My place of work (library) has recently set up a reading group for children. So far we have 10 girls aged 9-12. At the second meeting they took a copy of Ghost Writer by Julia Jarman which is a standalone title.
My review: I chose this title as the group had asked for a 'spooky' read and by luck on my part is was also relevant for National Anti-Bullying week.
Frankie Ruggles is a bright lad who happens to be dyslexic and he has not been given the support at school that he needs and consequently has moved school countless times until he arrives at St. Olafs in a small town.

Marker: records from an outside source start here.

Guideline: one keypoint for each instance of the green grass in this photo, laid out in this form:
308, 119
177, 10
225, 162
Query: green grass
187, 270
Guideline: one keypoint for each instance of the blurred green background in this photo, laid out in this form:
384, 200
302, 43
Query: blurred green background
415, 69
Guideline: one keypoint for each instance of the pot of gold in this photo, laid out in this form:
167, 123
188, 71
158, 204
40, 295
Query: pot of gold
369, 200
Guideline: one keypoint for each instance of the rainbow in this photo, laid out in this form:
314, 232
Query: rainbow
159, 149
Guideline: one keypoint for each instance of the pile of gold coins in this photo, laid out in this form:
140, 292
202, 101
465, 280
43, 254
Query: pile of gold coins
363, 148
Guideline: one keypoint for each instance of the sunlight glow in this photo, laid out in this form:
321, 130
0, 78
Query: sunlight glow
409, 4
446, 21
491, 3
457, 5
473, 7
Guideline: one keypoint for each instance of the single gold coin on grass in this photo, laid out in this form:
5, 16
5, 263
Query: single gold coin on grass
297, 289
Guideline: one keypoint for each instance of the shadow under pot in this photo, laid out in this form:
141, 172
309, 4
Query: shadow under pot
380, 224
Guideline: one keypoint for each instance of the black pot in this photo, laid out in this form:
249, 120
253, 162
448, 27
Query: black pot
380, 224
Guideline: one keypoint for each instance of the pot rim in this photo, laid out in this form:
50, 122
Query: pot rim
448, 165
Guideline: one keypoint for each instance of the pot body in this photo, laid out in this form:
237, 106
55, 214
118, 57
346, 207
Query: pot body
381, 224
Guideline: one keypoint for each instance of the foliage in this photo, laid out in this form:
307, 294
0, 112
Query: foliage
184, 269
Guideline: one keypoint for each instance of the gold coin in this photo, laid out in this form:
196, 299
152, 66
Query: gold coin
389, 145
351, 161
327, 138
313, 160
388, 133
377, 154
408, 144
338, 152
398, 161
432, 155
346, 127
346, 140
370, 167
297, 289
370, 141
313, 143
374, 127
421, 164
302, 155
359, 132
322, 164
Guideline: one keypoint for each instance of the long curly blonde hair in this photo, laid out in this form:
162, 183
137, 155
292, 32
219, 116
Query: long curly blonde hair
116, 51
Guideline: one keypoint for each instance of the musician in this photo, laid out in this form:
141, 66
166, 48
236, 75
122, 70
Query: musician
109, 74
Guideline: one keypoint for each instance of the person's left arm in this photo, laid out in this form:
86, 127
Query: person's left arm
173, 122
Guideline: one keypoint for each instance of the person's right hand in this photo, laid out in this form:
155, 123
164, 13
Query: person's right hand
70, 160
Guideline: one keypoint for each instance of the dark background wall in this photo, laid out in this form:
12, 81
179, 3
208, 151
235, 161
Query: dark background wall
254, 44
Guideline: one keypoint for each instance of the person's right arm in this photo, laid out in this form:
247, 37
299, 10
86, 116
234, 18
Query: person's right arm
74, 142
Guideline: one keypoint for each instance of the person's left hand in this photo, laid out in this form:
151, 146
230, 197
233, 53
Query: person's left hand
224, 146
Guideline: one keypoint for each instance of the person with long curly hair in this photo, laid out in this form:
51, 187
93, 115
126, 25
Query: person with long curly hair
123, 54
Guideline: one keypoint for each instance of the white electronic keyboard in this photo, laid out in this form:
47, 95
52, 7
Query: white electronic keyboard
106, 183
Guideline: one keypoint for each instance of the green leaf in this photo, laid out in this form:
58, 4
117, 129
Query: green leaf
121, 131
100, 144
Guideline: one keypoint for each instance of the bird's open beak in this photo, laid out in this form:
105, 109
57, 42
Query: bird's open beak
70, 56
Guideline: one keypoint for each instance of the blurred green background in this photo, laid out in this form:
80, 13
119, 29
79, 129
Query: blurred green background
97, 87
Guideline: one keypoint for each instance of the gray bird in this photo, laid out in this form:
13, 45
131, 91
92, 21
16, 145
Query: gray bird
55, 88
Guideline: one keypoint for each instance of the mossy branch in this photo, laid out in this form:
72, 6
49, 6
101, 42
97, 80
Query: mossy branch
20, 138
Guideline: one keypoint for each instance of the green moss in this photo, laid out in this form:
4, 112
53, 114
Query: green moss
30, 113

He soon settles in there and makes friends but the room his class has their lessons in is said to be haunted and as the ghost is seeking Frankie out. Not only does Frankie have to work out what the ghost is trying to tell him but he has to contend with a bullying, unsympathetic teacher called Miss Bulpit.

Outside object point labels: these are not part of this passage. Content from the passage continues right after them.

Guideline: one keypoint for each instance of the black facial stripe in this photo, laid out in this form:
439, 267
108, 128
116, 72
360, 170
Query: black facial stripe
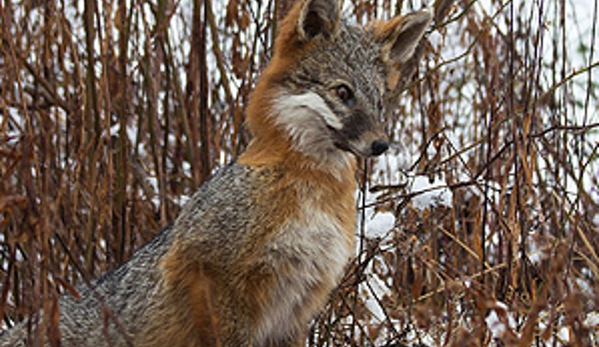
355, 124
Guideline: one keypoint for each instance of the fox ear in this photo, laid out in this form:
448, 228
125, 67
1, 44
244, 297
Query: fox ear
400, 36
318, 17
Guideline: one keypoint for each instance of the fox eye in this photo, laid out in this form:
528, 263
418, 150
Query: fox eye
345, 94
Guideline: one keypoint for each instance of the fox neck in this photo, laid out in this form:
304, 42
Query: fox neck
275, 148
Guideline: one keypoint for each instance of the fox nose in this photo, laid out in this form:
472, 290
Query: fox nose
378, 147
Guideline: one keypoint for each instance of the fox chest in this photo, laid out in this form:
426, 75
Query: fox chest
306, 258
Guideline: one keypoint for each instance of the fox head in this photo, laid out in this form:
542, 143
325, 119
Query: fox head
325, 86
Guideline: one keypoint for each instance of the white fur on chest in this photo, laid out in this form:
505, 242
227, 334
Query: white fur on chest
315, 248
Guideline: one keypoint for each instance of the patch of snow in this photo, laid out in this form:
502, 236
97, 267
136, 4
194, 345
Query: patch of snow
430, 193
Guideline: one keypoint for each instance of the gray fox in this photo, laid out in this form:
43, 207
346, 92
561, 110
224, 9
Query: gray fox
259, 247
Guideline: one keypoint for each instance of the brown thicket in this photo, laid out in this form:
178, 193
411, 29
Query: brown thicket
113, 112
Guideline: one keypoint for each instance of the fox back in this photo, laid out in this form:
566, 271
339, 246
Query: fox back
257, 250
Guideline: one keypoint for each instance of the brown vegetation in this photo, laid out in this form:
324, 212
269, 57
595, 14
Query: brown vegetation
112, 112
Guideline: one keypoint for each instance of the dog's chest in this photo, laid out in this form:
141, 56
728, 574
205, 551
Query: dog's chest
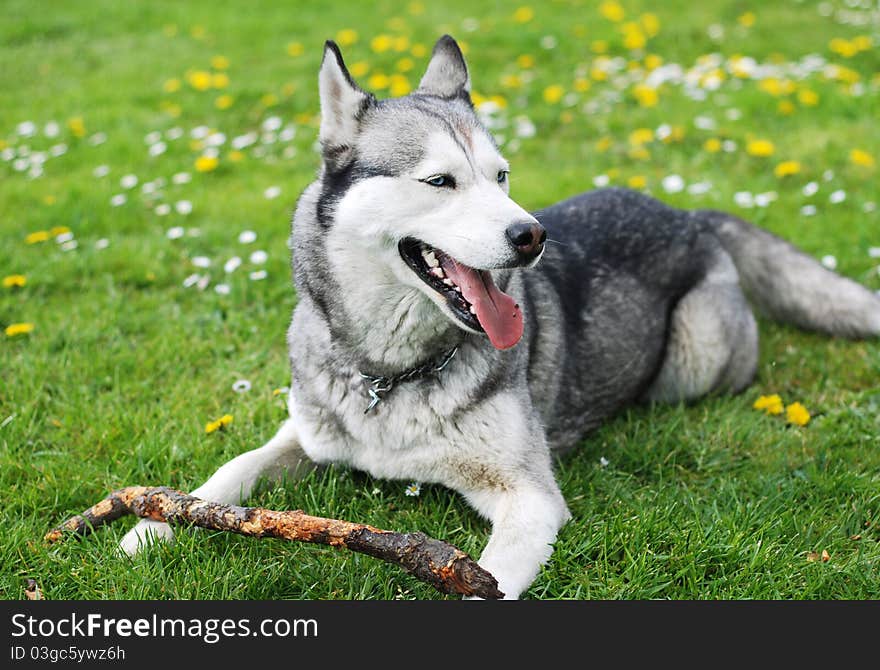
412, 433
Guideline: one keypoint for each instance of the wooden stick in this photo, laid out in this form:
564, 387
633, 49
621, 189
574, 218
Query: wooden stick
441, 565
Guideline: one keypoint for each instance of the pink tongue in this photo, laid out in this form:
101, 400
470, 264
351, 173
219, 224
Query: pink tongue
497, 312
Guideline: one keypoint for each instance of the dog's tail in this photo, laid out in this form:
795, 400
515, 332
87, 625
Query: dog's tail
790, 286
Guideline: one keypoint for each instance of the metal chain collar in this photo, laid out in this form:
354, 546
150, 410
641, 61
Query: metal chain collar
377, 387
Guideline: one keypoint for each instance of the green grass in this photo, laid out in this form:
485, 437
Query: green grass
125, 366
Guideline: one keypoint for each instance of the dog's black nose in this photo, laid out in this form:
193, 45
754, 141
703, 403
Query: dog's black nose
527, 236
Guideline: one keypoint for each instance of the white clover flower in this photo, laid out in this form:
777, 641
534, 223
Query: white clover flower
157, 149
241, 385
192, 280
232, 264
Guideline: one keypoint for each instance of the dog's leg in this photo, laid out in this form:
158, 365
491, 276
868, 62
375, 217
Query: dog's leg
713, 340
525, 521
282, 455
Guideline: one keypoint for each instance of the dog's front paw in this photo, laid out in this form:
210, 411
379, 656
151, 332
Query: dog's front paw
144, 533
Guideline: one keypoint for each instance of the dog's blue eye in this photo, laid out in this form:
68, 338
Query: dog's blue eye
440, 180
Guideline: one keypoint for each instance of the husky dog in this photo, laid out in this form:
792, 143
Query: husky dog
438, 337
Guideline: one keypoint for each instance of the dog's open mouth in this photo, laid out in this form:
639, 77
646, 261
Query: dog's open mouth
470, 294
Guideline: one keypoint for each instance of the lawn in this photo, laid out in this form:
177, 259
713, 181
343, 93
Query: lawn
148, 145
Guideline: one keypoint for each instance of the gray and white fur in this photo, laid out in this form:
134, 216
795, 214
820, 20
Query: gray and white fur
637, 301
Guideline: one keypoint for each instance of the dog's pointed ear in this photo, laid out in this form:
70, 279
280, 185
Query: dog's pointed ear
447, 74
342, 100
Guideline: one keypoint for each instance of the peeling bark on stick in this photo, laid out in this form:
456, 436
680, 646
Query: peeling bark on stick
441, 565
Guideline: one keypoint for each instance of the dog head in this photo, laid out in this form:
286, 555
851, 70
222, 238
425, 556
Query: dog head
417, 185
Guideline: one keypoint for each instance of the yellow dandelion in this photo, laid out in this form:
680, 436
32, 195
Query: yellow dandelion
633, 37
746, 20
797, 414
399, 86
359, 69
199, 80
843, 47
645, 95
553, 94
206, 163
36, 237
378, 81
760, 148
861, 158
603, 144
612, 11
381, 43
222, 422
787, 168
15, 329
524, 14
219, 80
637, 181
346, 37
77, 126
772, 404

The children should love the ghost-y side to this story but I was fascinated by the descriptions of Frankie's dyslexia and how the letters rearrange themselves before his eyes and how his visual imagination conjures up pictures when someone says a phrase eg skeletons in the closet - he actually sees the bones in his mind's eye. Ghost Writer has really brought home to me how difficult reading and writing can be if you are dyslexic.
Now what did the children think?
I think I underestimated how scary this book was for the age group who were reading it. Several of them stopped when a dead body was found. If you've read it you'll know what I mean! I think it was a bit too grim for them. Though my library classed it in the 7-12 section, perhaps it's more suitable for teenagers. I definitely enjoyed it more than they did.